The front door to the home is concealed from the street, and it’s accessed via a small stair that leads to a sheltered entryway. It opens into a dramatic, double-height space with a staircase that leads to the upper floor. "It’s quite unexpected," says Craig. "We used that idea of compression and release in several places to offer a sense of experience."

A scullery sits behind the kitchen.

There are two bedrooms on the ground floor—one for the couple’s young son and another guest bedroom.  The large window in this bedroom frames green views, creating an oasis within the urban context.

The ground floor has an L-shaped plan, with the kitchen at the center between the dining/living space and the two bedrooms—one for the couple’s young son and another for guests. "The kitchen is a really big part of the home," says Craig. "It’s central to the way we live day-to-day as a family, but it’s also where we interact with friends."

The wall beside the stair is made from off-form concrete, which is insulated on the outside. Polystyrene molds created a textured pattern on the concrete wall that celebrates the honesty of the home’s materials and construction. "It looks very gridded and regimented, but every part of the grid is unique," says Craig.
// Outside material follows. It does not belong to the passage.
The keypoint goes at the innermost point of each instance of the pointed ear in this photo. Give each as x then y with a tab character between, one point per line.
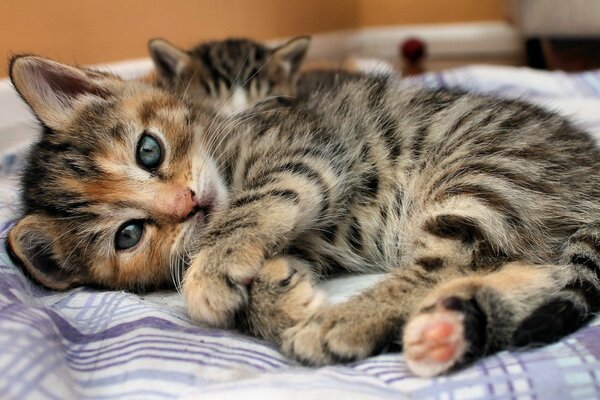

"There’s a point, about a third of the way up the staircase, where because of the unique shape of the staircase and the placement of the windows, it just directs you to look up," says Craig. "I realized after living in the house for about six months that I really took notice of the sky and the seasons. That’s been an unintended special moment that wasn’t designed, but is a culmination of a lot of the design work that we put in."

The second story has a master bedroom with an en suite bath, a walk-in wardrobe, and a study. The windows in the master bedroom look to the west and offer sunset views over the Waitakere Ranges.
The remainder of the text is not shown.